Ich weiß gar nicht mehr genau, ob ich das Folgende schon auf NeSp gepostet hatte. Ich glaube schon. Liegt es dann irgendwo hier rum und ist jetzt doppelt gepostet? Falls ja, sorry. Mich würden einfach mal prinzipiell die Reaktionen auf folgenden Beitrag interessieren bzw. wie ein Großteil der maggied.de-Leute dazu steht.
Nochmal generell zum Problem, das Thema macht mir gerade irgendwie Laune zum Posten: ich bemühe mich ja auch stets, freundlich zu aktuellen S1x-Staffeln zu sein und in den vergangenen Jahren (besonders im Mittelfeld der Jean-Ära, also S15/S16) gab es auch gute Entwicklungen.

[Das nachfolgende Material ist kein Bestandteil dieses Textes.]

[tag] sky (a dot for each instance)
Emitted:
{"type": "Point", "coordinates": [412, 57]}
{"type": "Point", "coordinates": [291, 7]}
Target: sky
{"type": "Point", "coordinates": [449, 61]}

Da gab es IMO Folgen, die eben durchaus das Potential hatten, sowohl Langzeitfans, als auch die neue Zielgruppe zu "bedienen". Sicher nicht mit dem Stil der klassischen Jahre, aber ich hatte den Eindruck, daß die Macher um Al Jean bemüht waren, so manch spezielle Eigenschaften der Serie (den Stil, die Vielfältigkeit, den Respekt für Zuschauer und Charaktere) halbwegs zu würdigen.
Seit etwa Staffel 17 habe ich aber wieder den deutlichen Eindruck, daß das alles zugunsten des größtmöglichen Marktes vernachlässigt wird. Das Motto scheint mir zu sein: wofür noch Fans der ersten Stunde und/oder Freunde von Tiefgang und durchdachter Handlung ansprechen, wenn der kritikfaule Gelegenheitszuschauer und all die ROTFL-Kiddies die Quote genauso füllen? Gerade Staffel 19 ist IMO ein perfektes Beispiel für die erneute Zuwendung an den Massenmarkt. Und das geht soweit, daß ich Folgen aus der Staffel neulich buchstäblich in den Mülleimer geworfen habe, weil ich sie kein zweites Mal mehr sehen wollte. Das ist kein gutes Zeichen.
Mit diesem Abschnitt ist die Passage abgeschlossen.